“Women are happier without children or a spouse, says happiness expert.”
The Guardian, May 25, 2019

In his recent book, Happily Ever After, Paul Dolan, a professor of behavioural science at the London School of Economics, concludes that single and childless women are happier than married women or those who are married with children. Naturally his conclusion has caused a stir, as it upends society’s enduring myth that women find their primary satisfaction from marriage and raising children.

Dolan’s research cites evidence from the American Time Use Survey (ATUS) showing that the traditional measures of success (marriage and children) do not necessarily correlate with happiness. The survey compared levels of pleasure and misery in unmarried, married, divorced, separated and widowed individuals.

While single people foster social connections that bring them fulfilment, married people often become more socially isolated and spend a significant amount of time in less deliberately chosen social networks, like a spouse’s family, colleagues or friends. This could be one reason for decreased levels of reported happiness among marrieds.

According to Dr. Emiliana Simon-Thomas, science director of the Greater Good Science Centre at UC Berkeley, being married can enhance happiness because it offers a readily accessible, culturally endorsed construct for social connection. But one can gain similar benefits from other kinds of relationships with friends and other relatives.

Another study, from Professor Elyakim Kislev at Hebrew University in Jerusalem, analyzed data from approximately 300,000 people in the European Social Survey. Kislev found that single people who spent time with family, friends and colleagues were likely to feel positively about themselves. He explains that while married people are celebrated for having found “the one”, single people have a variety of people who matter to them, contributing to their optimism and sense of wellbeing.

Perhaps age and time of life also play a role in the happiness derived from marriage? Using data from the United Kingdom’s Annual Population Survey, researchers at the Vancouver School of Economics at UBC found that married people have less of a U-shape, or mid-life dip, in life satisfaction than unmarried people. They also explored the role of friendship in happiness and found that the positive wellbeing effects of marriage are about twice as large for those whose spouse is also their best friend.

According to Stumbling on Happiness author and Harvard psychology researcher Daniel Gilbert, the single best predictor of human happiness is the quality of social relationships. As a result, people in happy marriages are happier than unmarried people. His research also confirms that people without children are happier than people with children and people with young children are the least happy of all.

Finally, moving on from emotional health to physical health, recent research by Dr. Randa Kutob at the University of Arizona, examined the physical health of 79,000 post-menopausal American women between the ages of 50 and 79. Over 3 years, measurements were taken of their blood pressure, waist circumference, and BMI (body mass index).

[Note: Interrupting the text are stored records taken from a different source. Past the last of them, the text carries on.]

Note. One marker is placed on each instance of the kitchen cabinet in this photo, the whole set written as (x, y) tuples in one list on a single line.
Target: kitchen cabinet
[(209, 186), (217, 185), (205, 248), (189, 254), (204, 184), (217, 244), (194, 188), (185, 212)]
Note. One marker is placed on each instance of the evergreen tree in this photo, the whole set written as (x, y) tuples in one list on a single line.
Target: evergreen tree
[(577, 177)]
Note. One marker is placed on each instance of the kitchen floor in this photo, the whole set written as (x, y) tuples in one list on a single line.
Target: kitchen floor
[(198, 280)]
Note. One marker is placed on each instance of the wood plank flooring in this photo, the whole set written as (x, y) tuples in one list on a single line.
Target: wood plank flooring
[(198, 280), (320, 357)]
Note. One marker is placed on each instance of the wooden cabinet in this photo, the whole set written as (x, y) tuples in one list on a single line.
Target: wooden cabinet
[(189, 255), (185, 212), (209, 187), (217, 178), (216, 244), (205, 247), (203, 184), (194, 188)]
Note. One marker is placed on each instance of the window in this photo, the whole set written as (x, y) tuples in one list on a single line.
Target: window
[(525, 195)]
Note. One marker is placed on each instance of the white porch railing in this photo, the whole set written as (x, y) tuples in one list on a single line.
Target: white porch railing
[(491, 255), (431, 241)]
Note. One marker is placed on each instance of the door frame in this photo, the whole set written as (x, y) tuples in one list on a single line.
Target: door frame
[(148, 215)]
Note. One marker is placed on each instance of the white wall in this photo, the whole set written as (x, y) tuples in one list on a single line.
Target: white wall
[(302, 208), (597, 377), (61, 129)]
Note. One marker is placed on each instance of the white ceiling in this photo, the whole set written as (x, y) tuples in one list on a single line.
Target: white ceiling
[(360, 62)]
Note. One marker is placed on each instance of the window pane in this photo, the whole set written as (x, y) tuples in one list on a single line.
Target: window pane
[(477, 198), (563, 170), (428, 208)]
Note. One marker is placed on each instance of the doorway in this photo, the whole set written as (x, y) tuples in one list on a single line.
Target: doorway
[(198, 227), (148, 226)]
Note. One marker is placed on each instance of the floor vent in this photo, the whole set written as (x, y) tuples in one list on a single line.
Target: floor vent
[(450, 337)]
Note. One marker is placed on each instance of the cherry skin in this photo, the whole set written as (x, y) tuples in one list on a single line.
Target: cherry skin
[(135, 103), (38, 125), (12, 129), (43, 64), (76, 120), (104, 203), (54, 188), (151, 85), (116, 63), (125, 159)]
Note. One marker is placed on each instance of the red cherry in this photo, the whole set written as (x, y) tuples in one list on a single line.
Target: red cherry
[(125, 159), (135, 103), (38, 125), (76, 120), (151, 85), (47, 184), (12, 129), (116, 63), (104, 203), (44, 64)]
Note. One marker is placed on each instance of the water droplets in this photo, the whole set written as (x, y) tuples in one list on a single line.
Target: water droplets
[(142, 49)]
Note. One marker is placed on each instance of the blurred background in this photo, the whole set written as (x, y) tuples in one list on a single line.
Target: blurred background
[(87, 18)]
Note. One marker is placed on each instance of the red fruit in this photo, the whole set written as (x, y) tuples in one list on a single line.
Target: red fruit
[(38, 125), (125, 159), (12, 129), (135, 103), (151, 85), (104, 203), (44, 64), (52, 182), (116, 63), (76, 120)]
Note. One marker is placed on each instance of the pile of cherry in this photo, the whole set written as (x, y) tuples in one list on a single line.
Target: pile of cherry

With just one exception, (diastolic blood pressure), health metrics favoured single and divorced women. For those women who went from single to married status over the course of the study, their BMI (body mass index) increased, they drank more, and their systolic blood pressure increased from previous levels. And, when married women subsequently divorced or separated during the research period, their BMI (body mass index) and waist size decreased, they ate more healthfully and increased their levels of physical activity. This study challenges the conventional wisdom that divorce later in life has a negative effect on women’s health. In fact, at least in the short-term, women get a health boost from being single.

The overwhelming conclusion is that social connectedness is a key determinant of happiness. If you are fortunate enough to have your significant other also be a good friend, you can expect to reap extra happiness and improved health. However, regardless of your relationship status, investing in your friendships and maintaining an active social life is a key ingredient to life satisfaction.